Al limite il corpo può prolungarsi, placido, in passeggiate notturne, quando la sagoma della presenza, diveniente un’ombra indisturbata, girovaga tra i bulevards di Parigi. Il fascino che si scopre nell’ordinario diventa, a poco a poco, un malessere insidioso che invade e intorpidisce il corpo, inchiodato alla volontà di non vedere o parlare con nessuno, né di pensare, né di muoversi. Il solo abito indossato diventa quello dell’attesa, di un far passare le ore e con esse i giorni, i mesi, gli anni. Per accorgersi, alfine, di non saper vivere.
Austria
«Un bambino aveva preso l’abitudine di andare in bagno, alla toilette, al gabinetto, senza averne bisogno. E questo accadeva ogni volta che la compagnia degli altri, degli adulti, della famiglia, si faceva soverchia per lui – diventava troppo –, ogni volta che gli riusciva come un peso, una pena. Allora si chiudeva nella ritirata per non dover più sentire chiacchiere, e restava là dentro ben più del dovuto». (Handke, pp. 8-9)
Nel suo Saggio sul luogo tranquillo Peter Handke evoca descrizioni di luoghi appartati per indicare quella che per lui, sin da ragazzo, sulla soglia tra l’infanzia e l’adolescenza, è stata, più che una semplice attrazione, un’esigenza potente, potente in quanto desiderata. Il testo, in un susseguirsi di impressioni e rammemorazioni, ripercorre abitacoli, angoli di mondo, toilette, sgabuzzini, infermerie, capanni, rimesse, tutti caratterizzati da tratti comuni, tratti che soddisfano una necessità.
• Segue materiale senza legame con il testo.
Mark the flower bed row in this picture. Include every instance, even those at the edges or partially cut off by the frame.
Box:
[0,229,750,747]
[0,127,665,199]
Sovente avvertiamo il richiamo proveniente, se non dall’avventura o dalla festa della socialità, dalla tranquillità di cantùcci remoti, deserti e nascosti. Cerchiamo un posto lontano da tutto il resto, lontano dalla calca, dai frastuoni, lontano dalla vista, dai movimenti più appariscenti della vita.
La ricerca di quiete acquista per molte soggettività il carattere della necessità d’essere: sentirsi essere in un luogo tranquillo. Vogliamo sentire di poter disporre il tempo in uno stato di quiete per ascoltare e sviluppare sensibilità rivolta ai micromovimenti. Ascoltiamo il silenzio o, più propriamente, i suoni e i rumori attutiti del mondo esterno, li ascoltiamo in un luogo tranquillo, avvertendone tutta la distanza. La semplice vista di uno spazio vuoto, promette nascondiglio e rifugio, protezione e sollievo. Ci si ritrova così a essere confortati dalla distanza, a rimanere indisturbati, in uno spazio di fuga.
o GEORGES PEREC, Un uomo che dorme, Quodlibet, Macerata, 2013, ed. or. Un homme qui dort, Éditions Denoël, 1967.
o PETER HANDKE, Saggio sul luogo tranquillo, Ugo Guanda Editore, Milano, 2020, ed. or. Versuch über den Stillen Ort, Suhrkamp Verlag, Berlin 2012.